Mäuse-Mina zuckte mit den Schultern. Das war ein Risiko, das sie eingehen musste.
Jetzt, da sie die Zeichen gestohlen hatte, wusste sie aber immer noch nicht, wie sie klangen, wenn man sie las und aussprach. Hier wurde ihr Plan ein wenig gefährlich, denn sie brauchte jemanden, der ihr die Zeichen auf dem Karton vorlas.
Sie hatte nicht viel Auswahl. Von der Kellertür auf der hinteren Seite des Hauses aus schaute sie hinüber zur Schule und wartete darauf, dass es zur Pause klingelte. Es war ein trüber Tag. Krähenwetter, nannte Mäuse-Mina es für sich, denn an solchen Tagen saßen die schwarzen Vögel überall mit eingezogenen Köpfen auf Zäunen und Ästen oder watschelten in Gruppen nachdenklich über den Rasen.

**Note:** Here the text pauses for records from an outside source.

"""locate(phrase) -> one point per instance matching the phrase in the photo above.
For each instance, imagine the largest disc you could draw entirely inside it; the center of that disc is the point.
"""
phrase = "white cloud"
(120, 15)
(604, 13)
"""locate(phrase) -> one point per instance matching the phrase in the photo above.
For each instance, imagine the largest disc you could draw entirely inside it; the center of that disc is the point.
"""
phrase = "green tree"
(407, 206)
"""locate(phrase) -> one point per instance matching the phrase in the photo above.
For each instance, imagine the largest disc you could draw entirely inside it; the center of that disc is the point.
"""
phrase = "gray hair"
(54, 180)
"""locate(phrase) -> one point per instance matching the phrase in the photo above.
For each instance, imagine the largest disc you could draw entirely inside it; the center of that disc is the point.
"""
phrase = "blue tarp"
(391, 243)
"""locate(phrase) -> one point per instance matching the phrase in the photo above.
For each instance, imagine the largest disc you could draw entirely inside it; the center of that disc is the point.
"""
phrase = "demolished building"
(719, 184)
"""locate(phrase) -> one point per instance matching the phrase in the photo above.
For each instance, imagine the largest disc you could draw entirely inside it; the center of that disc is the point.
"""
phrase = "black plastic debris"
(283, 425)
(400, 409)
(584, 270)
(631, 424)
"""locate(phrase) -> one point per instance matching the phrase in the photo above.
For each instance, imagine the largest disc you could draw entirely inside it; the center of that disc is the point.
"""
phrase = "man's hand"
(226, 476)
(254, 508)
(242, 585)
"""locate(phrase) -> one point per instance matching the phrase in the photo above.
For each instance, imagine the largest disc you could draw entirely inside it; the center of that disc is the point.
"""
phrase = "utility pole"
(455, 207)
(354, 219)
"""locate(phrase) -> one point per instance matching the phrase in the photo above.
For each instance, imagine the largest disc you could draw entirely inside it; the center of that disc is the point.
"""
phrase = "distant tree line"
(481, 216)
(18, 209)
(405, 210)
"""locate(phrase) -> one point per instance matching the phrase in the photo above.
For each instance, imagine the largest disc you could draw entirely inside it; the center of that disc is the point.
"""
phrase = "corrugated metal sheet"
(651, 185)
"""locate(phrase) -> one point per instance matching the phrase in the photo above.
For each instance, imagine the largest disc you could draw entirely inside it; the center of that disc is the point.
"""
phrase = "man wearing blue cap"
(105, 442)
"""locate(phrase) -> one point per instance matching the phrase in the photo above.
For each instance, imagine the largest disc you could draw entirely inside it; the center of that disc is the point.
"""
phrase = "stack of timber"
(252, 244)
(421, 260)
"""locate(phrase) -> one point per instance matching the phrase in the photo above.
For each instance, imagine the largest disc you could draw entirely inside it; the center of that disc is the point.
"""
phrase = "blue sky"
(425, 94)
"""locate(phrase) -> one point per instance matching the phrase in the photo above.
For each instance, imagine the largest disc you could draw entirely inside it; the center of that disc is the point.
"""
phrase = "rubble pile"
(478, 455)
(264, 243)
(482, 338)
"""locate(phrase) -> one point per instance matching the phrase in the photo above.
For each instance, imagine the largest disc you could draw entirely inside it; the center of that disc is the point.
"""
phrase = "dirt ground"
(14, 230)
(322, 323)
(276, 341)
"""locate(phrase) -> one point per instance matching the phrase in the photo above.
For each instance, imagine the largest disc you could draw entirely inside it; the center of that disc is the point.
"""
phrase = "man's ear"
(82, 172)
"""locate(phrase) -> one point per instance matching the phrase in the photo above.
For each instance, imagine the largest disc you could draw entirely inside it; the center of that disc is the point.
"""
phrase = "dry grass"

Endlich erklang das vertraute Klingeln, und die Kinder strömten auf den Schulhof. Es hatte keinen Zweck, sich einer Gruppe zu nähern. Man würde Radau machen, spotten, lachen und dadurch womöglich einen Lehrer herbeilocken. Mäuse-Mina musste ein einzelnes Schulkind erwischen und versuchen, möglichst unauffällig mit ihm ins Gespräch zu kommen.

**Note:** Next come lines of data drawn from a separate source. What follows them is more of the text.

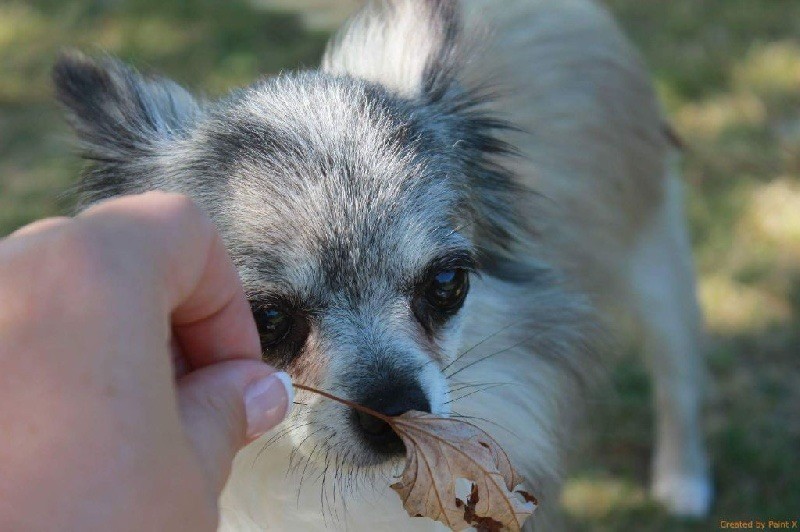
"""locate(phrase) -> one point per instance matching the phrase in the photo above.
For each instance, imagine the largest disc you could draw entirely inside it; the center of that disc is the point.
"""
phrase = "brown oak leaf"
(445, 456)
(439, 452)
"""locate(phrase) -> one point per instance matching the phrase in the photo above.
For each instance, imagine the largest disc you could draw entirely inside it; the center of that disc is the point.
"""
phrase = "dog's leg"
(666, 310)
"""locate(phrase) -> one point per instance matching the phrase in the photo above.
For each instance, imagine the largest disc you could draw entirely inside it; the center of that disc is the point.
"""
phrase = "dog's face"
(354, 201)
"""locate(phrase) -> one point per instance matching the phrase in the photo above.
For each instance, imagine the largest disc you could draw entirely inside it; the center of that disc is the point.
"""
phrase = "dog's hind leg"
(666, 311)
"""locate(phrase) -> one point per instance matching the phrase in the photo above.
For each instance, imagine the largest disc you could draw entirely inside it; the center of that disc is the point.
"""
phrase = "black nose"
(392, 400)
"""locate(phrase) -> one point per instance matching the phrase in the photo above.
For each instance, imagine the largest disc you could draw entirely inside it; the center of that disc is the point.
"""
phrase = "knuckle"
(82, 261)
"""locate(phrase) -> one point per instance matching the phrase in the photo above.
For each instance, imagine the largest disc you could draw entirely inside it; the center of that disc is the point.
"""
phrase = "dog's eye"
(447, 289)
(274, 325)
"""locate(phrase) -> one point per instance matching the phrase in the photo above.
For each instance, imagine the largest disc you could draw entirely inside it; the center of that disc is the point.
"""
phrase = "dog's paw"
(685, 496)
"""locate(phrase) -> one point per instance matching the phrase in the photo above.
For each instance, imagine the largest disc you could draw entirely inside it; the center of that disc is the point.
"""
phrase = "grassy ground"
(729, 75)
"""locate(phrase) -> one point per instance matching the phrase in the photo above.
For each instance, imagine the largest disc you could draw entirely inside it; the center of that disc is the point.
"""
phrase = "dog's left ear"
(411, 47)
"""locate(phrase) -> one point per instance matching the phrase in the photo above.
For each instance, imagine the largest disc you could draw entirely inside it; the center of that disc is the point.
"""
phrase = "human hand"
(100, 431)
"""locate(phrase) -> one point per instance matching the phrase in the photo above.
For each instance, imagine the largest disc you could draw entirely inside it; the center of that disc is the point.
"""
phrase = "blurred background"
(728, 72)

Zunächst wollte sich keine Gelegenheit ergeben. Die meisten Kinder standen in Grüppchen zusammen oder rannten umher oder rannten sogar in Grüppchen umher. Es gab Auseinandersetzungen, vor allem zwischen Mädchen und Jungen. Boten wurden von den Grüppchen ausgeschickt, überbrachten Beleidigungen oder Herausforderungen und wurden mit Worten oder Taten in die Flucht getrieben und gejagt. Dann wurde unter höhnischem Gelächter gewartet, bis sich ein weiterer herantraute. Insgesamt war es ein lautstarkes Spektakel, und Mäuse-Mina, die das Treiben auf dem Schulhof noch nie so genau beobachtet hatte, fragte sich ungeduldig, wie sie ihr Ziel erreichen könnte. Schließlich klingelte es wieder und alle Kinder verschwanden schlagartig im Schulgebäude. Der Schulhof, eben noch Schauplatz ausgelassenen Trubels, lag verlassen und still da, als wäre alles nur ein Spuk gewesen.
„Das wird nichts”, sagte Mintz, die Mäuse-Mina begleitete, um ihr den Rücken zu stärken. „Du wirst auffallen, sobald du dich dem Zaun näherst.”
„Wir müssen eben Geduld haben”, sagte Mäuse-Mina, vor allem zu sich selbst, denn insgeheim teilte sie die Befürchtungen ihrer Mäuseschwester. „Manche Pausen sind länger. Dann werden sie vielleicht müde, bevor es wieder klingelt.”
In der nächsten Pause ging es zunächst genauso zu wie in der vorigen, doch zu Mäuse-Minas eigener Überraschung traf ihre Vorhersage ein. Das Treiben beruhigte sich nach einer Weile, die Gruppen entfernten sich voneinander und blieben für sich oder lösten sich auf. Manche der Kinder zogen sich zu zweit in eine Ecke zurück, vielleicht um mit dem engsten Freund oder der engsten Freundin Neuigkeiten oder Geheimnisse zu besprechen. Andere blieben allein, aßen ihr Pausenbrot oder starrten wie gebannt auf ihr Handy.